Seeking Alpha 2 min read Intermediate
Many investors entered 2025 expecting a broad market rotation away from growth and into value, cyclicals and small caps. That shift largely failed to materialize. Instead, mega-cap technology names and AI-related stocks continued to outperform, driven by robust earnings, persistent industry-level momentum and strong fund flows into tech-focused ETFs. Earnings beats from semiconductor, cloud and software companies reinforced investor confidence, while narrative forces — AI adoption, cloud migration and enterprise software upgrades — provided structural support.

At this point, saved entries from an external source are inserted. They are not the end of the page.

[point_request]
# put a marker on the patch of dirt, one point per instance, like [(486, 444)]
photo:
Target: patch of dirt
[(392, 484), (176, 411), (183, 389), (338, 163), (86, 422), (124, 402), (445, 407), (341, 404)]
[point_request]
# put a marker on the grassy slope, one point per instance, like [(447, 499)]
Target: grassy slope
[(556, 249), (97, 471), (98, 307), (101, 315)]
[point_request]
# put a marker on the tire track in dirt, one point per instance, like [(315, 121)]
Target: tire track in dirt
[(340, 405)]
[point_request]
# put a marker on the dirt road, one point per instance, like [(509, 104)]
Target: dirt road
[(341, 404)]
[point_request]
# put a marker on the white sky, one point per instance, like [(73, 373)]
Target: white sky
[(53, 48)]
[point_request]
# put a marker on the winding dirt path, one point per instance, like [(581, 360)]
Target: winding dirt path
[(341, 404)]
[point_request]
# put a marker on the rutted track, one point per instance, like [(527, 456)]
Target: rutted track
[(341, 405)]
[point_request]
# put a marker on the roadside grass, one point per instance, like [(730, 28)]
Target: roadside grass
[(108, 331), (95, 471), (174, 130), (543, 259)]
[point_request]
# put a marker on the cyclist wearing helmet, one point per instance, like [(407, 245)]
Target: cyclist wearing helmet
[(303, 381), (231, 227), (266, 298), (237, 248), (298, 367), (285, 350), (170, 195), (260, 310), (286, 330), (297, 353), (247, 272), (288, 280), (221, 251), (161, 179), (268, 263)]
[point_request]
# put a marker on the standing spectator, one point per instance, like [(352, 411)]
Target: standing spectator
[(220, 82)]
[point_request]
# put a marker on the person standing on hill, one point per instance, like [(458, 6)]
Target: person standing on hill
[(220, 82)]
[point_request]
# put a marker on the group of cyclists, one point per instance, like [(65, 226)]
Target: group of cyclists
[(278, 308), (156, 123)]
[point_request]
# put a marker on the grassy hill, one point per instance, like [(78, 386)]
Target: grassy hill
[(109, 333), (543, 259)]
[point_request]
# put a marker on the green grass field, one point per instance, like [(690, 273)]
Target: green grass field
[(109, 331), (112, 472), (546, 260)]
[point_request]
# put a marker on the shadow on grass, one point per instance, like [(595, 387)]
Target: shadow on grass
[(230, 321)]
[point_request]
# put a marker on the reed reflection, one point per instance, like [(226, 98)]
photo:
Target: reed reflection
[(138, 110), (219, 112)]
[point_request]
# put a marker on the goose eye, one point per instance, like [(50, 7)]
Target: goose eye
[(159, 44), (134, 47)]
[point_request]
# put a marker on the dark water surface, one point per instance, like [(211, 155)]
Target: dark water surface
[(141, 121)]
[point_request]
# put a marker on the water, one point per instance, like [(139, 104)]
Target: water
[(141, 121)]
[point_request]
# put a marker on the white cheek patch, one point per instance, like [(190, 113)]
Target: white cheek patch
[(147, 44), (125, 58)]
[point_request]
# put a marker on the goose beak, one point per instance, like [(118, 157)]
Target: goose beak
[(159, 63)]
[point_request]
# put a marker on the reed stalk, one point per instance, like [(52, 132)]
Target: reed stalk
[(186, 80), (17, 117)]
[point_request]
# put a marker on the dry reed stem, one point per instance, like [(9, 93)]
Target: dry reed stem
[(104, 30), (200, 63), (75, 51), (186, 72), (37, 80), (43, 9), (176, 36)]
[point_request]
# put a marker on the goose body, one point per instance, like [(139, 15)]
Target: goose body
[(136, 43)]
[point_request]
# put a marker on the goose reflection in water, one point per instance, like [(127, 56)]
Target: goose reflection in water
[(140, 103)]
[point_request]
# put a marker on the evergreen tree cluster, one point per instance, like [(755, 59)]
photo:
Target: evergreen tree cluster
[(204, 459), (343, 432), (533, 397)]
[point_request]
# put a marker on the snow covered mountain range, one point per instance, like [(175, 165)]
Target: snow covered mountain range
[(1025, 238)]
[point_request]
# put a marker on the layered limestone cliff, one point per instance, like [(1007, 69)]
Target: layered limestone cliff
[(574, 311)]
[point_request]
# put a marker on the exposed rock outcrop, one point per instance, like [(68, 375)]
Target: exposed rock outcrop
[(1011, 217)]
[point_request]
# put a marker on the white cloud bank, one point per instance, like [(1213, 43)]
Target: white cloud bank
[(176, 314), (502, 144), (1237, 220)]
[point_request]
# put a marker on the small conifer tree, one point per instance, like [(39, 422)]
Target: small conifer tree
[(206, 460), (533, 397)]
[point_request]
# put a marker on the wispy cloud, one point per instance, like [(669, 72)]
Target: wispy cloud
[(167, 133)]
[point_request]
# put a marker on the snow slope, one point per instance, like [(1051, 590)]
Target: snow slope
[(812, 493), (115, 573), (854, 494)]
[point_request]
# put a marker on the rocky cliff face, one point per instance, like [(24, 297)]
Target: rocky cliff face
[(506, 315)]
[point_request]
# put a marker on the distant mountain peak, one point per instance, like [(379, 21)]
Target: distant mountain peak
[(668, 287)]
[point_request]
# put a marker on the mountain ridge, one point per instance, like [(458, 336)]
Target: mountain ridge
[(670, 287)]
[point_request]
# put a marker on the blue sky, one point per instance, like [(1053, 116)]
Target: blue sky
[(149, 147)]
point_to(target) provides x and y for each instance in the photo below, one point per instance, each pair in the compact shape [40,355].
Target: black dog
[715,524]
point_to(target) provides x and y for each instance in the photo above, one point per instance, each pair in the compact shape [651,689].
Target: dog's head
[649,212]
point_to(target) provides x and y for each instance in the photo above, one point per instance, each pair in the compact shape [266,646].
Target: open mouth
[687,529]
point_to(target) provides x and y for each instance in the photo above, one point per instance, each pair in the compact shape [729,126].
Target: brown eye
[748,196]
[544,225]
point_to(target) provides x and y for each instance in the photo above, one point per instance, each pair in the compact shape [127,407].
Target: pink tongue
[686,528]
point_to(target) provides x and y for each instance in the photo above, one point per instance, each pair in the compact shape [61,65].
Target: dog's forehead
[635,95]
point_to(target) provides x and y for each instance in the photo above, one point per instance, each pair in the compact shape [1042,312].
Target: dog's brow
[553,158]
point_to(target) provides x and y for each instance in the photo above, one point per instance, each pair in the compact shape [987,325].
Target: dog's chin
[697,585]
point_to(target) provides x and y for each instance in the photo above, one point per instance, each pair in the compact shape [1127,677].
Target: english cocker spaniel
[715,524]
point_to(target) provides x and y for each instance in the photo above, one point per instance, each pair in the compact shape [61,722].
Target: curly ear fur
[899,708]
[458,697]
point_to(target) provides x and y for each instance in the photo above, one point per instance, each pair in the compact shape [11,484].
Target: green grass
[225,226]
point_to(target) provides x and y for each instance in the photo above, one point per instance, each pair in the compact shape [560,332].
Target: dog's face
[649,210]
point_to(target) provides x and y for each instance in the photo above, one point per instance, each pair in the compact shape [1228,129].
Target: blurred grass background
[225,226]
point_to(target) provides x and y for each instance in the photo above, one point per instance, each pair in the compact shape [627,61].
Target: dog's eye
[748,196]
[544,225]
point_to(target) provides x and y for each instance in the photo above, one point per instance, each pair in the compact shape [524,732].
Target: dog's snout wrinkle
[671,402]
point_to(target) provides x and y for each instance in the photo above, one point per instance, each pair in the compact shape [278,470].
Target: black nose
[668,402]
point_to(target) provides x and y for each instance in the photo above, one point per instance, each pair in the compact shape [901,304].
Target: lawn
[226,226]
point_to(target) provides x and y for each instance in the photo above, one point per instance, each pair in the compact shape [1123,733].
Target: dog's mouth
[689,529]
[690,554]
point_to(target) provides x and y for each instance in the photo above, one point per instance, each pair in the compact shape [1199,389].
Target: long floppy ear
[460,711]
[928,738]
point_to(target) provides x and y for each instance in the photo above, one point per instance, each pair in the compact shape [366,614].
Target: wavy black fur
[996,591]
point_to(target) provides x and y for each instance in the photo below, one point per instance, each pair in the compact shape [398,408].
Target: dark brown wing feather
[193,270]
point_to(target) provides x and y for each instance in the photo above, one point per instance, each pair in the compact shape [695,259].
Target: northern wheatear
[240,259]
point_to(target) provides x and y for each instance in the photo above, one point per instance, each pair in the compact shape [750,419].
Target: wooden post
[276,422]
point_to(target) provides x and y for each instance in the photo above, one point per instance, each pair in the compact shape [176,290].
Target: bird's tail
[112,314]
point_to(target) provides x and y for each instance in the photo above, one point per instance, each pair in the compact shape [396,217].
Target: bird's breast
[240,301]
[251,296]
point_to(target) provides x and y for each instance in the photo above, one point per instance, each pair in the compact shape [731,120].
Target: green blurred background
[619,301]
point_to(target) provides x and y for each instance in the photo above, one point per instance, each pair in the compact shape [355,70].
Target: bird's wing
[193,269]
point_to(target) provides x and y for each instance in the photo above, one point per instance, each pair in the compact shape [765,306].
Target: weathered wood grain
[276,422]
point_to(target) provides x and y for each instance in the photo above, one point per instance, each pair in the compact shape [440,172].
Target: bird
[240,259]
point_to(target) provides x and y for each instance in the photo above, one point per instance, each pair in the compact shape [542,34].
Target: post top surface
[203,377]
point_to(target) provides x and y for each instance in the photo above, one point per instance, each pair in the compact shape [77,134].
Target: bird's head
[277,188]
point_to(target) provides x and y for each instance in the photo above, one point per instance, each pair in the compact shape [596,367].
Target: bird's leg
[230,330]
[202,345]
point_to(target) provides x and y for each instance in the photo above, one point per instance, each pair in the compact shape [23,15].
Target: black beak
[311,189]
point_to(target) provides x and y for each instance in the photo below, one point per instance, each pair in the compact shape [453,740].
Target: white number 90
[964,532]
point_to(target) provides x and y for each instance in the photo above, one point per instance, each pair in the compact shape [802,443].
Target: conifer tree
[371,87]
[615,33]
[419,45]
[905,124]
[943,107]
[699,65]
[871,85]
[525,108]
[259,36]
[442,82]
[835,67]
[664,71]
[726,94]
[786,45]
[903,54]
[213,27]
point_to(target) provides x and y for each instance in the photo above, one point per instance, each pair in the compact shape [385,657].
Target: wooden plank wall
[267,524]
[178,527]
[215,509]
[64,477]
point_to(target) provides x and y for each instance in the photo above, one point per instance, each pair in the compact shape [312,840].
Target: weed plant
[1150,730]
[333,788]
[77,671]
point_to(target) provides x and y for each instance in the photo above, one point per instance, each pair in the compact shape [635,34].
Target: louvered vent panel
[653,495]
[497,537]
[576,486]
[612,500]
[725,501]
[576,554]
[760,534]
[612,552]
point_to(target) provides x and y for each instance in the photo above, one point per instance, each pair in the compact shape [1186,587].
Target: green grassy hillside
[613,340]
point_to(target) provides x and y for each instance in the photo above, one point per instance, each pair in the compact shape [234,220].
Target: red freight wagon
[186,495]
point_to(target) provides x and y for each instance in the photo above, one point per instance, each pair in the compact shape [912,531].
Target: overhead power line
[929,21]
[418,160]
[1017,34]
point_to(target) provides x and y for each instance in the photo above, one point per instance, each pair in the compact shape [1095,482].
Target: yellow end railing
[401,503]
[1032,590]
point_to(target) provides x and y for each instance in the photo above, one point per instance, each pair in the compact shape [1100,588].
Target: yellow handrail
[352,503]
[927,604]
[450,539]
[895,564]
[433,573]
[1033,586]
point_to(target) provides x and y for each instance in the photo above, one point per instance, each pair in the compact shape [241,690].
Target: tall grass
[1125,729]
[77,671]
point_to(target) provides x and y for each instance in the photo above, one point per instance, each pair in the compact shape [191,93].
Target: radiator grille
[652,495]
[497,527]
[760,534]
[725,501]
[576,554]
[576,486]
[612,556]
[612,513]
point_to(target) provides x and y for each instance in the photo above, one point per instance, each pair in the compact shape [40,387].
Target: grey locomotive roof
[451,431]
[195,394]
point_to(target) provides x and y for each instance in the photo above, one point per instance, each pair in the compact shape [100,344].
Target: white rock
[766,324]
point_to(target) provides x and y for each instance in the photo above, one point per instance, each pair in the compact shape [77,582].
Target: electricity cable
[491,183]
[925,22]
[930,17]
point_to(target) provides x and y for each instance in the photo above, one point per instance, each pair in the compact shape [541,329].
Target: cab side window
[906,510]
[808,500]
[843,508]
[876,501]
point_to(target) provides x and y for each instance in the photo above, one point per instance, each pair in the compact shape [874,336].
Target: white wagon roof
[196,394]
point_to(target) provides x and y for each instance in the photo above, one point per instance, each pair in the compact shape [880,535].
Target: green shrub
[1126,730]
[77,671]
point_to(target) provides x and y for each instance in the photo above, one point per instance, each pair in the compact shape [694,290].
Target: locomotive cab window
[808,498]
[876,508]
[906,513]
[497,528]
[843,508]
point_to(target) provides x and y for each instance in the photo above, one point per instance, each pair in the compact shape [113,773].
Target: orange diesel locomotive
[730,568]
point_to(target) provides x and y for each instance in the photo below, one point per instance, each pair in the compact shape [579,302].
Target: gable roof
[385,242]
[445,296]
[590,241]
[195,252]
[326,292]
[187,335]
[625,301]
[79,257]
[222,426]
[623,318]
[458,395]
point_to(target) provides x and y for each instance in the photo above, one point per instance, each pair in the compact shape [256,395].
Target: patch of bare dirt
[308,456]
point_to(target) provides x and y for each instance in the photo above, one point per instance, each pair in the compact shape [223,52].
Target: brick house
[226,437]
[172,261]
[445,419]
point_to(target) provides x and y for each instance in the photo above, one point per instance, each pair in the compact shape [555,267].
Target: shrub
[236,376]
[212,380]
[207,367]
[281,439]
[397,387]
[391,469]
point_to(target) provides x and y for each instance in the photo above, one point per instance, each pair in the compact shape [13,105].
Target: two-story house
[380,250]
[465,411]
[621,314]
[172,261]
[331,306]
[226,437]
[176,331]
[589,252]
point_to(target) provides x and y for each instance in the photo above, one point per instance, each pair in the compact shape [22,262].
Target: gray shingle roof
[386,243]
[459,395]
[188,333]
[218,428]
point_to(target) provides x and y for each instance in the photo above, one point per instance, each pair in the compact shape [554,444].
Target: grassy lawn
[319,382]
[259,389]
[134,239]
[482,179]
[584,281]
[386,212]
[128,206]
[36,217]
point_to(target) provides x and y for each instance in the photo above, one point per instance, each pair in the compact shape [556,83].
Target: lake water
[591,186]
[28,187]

Macro conditions also played a role. Interest rates stabilized after mid-2024 volatility, reducing the yield pressure that normally punishes longer-duration tech profits. At the same time, consumer and corporate spending proved resilient enough to sustain demand for digital transformation, cloud services and chips. Market breadth, however, remained narrow: a handful of giants accounted for a substantial share of benchmark returns, leaving many traditionally cyclical sectors lagging.

ETF and passive product flows amplified the concentration. Index-tracking funds and thematic ETFs funneled capital into technology buckets, reinforcing the leadership of a relatively small group of names. Small-cap and value indices underperformed, and attempts at a durable sector rotation were intermittently reversed by new data or headline-driven risk-on rallies.

Looking into 2026, the pattern persisted. Continued enthusiasm for AI, ongoing semiconductor investment cycles and steady enterprise spending kept the spotlight on technology. But the market's narrow leadership raises risks: stretched valuations among top names, weakening breadth, and potential sensitivity to any macro surprise — notably a sharper-than-expected rise in yields, an earnings disappointment from a marquee tech company, or regulatory developments — could trigger a more meaningful rotation.

For investors, the takeaway is pragmatic: acknowledge the structural tailwinds for tech and AI but manage concentration risk. Diversification, active selection within value and cyclicals that are showing real earnings improvement, and close monitoring of macro indicators and central bank guidance remain essential. A genuine, sustainable rotation requires a shift in both earnings momentum and broader investor flows — neither of which fully arrived in 2025 or early 2026.